* Euro rescue fund selling new 16-year bond
* Some analysts say yield rise more alarming
* Wednesday's Fed meeting keeps markets wary
By John Geddie
LONDON, April 26 (Reuters) - An unexpected bond sale from the euro zone rescue fund kept German yields near five-week highs on Tuesday, as worries grew that a recent rise in yields resembled the prologue to the brutal sell-off in 2015.
The European Stability Mechanism is set to price a new 16-year bond later on Tuesday. The announcement of the deal late Monday coincided with rise in benchmark Bund yields and appeared to catch investors off guard, coming on top of 10 billion euros of sovereign bonds due to be sold this week.

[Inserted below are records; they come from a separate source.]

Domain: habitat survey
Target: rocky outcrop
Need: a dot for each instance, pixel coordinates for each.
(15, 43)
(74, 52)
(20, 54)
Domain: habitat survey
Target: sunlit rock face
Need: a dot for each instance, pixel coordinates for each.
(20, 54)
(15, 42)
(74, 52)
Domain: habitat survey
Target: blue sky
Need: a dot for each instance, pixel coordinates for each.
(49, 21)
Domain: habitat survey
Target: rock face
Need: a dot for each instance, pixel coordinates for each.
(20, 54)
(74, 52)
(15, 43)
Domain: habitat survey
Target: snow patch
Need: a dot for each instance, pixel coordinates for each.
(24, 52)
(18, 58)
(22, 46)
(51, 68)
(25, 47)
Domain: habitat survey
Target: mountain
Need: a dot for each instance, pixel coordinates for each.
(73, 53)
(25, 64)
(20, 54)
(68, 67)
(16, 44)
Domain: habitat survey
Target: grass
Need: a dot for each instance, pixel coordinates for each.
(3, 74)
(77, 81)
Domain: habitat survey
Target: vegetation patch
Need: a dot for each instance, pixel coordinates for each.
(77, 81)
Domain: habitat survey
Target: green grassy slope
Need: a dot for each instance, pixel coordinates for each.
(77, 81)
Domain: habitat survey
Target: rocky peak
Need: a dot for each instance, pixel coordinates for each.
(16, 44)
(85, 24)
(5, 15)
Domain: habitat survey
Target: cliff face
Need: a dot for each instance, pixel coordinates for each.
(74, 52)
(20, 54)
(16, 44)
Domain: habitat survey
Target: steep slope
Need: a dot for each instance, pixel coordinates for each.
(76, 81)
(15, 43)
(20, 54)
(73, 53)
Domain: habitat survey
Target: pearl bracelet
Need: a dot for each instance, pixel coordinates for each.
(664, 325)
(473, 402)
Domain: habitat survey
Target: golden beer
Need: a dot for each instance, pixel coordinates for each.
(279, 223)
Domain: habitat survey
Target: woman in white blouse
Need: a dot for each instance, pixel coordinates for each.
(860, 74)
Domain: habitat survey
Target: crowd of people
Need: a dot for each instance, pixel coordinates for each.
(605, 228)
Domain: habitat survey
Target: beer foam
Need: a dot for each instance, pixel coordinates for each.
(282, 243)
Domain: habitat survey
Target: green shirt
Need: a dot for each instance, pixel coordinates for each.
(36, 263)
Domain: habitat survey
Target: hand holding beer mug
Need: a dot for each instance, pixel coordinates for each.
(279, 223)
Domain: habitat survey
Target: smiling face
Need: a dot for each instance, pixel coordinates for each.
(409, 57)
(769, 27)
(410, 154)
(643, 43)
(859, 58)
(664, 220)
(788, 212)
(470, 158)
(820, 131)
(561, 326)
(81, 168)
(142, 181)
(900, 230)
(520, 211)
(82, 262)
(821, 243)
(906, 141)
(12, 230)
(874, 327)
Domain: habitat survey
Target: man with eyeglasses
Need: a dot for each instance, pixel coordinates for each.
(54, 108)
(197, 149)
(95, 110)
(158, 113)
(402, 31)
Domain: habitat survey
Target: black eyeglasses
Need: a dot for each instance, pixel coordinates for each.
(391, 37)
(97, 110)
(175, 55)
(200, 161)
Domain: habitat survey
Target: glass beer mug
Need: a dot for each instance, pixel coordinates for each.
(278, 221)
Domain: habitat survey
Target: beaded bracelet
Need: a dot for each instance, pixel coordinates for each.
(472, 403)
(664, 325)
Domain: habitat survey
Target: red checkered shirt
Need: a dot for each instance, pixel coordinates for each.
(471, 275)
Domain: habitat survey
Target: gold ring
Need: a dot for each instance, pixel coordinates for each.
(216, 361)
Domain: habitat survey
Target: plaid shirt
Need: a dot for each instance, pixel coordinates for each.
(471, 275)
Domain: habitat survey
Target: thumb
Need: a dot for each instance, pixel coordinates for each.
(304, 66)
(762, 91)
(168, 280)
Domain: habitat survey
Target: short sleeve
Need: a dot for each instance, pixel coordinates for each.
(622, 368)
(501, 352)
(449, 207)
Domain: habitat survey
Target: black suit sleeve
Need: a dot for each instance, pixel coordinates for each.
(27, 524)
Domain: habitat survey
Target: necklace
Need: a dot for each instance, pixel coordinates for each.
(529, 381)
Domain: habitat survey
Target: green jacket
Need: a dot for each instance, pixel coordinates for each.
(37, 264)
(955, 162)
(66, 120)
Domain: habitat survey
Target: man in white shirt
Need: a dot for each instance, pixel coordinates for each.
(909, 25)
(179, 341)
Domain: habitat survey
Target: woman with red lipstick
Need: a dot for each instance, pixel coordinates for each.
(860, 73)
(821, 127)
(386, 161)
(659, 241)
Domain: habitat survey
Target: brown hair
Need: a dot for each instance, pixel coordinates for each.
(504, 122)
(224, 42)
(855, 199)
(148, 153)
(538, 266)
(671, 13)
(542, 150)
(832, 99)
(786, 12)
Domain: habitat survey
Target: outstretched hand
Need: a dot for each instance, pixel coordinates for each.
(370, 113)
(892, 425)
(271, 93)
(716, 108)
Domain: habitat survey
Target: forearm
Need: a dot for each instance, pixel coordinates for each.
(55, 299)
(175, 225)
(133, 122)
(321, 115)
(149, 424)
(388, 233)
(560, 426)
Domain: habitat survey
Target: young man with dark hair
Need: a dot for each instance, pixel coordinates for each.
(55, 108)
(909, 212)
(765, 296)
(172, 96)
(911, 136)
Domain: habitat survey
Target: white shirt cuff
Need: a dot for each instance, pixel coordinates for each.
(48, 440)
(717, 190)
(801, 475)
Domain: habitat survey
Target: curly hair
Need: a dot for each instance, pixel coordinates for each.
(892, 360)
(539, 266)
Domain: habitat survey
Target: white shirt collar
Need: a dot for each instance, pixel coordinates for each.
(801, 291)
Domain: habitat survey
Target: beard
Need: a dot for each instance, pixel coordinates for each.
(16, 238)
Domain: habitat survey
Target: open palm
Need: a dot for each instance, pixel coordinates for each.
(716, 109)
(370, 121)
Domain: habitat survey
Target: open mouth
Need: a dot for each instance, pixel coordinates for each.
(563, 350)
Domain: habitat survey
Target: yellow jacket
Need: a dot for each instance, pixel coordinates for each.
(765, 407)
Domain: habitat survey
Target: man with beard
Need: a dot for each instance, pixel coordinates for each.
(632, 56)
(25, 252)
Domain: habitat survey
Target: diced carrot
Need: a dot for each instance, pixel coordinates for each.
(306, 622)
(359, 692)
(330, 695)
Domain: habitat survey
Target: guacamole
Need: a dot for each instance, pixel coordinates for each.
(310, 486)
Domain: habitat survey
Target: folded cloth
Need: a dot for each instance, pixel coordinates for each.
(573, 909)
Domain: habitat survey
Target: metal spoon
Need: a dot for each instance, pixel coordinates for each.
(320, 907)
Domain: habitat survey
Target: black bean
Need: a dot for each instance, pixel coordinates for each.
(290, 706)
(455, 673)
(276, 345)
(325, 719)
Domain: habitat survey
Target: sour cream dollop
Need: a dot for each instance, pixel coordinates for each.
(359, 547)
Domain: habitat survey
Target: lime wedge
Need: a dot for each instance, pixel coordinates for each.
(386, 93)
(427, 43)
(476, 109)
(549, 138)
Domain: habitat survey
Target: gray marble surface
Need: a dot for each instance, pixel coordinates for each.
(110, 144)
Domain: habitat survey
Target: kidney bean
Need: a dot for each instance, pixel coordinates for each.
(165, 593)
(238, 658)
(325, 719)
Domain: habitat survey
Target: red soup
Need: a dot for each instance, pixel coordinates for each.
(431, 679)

Ten-year German yields were flat at 0.26 percent on Tuesday, after climbing 3 basis points on Monday. That put them at levels not seen since mid-March and further away from a year's low of 0.075 percent hit a fortnight ago.
With investors also anticipating hawkish signals from the U.S. Federal Reserve at its policy meeting on Wednesday, some analysts wondered whether the recent rise in yields was the start of a more sustained move.
Bund yields sprang from a record low of 0.05 percent to over 1 percent in a matter of weeks last spring, inflicting double-digit losses on many investors.
"We feel a little bit reminded of the spring 2015 episodes when - also without ready explanation - Bund yields started to sell off hard," said Peter Schaffrik, RBC's chief European macro strategist.
The rising yields were particularly worrisome with long-term inflation expectations still near record lows, Schaffrik said.
The five-year, five-year forward rate - which is often cited by the ECB and measures what 2026 inflation expectations will be in 2021 - is near 1.40 percent, well below the ECB's target rate of near 2 percent.
Other strategists, like Mizuho's Peter Chatwell, said the ESM sale caused the rise in yields.
Yields tend to rise before debt sales as investors make room in their portfolios for the new supply. The deal comes on top of scheduled German and Italian bond sales this week.
In addition, Wednesday's Fed meeting may could deliver hints of another increase in U.S. interest rates.
While rates are expected to remain unchanged on Wednesday, officials have repeatedly said an increase is possible in June. Markets now price in about one chance in five of a move at the June 14-15 meeting.
"Depending on whether it is an aggressive, neutral or cautious signal that the Fed intends to send out with respect to the June interest-rate meeting, the FOMC get-together might well point the markets in a new direction," DZ Bank analyst Birgit Figge said.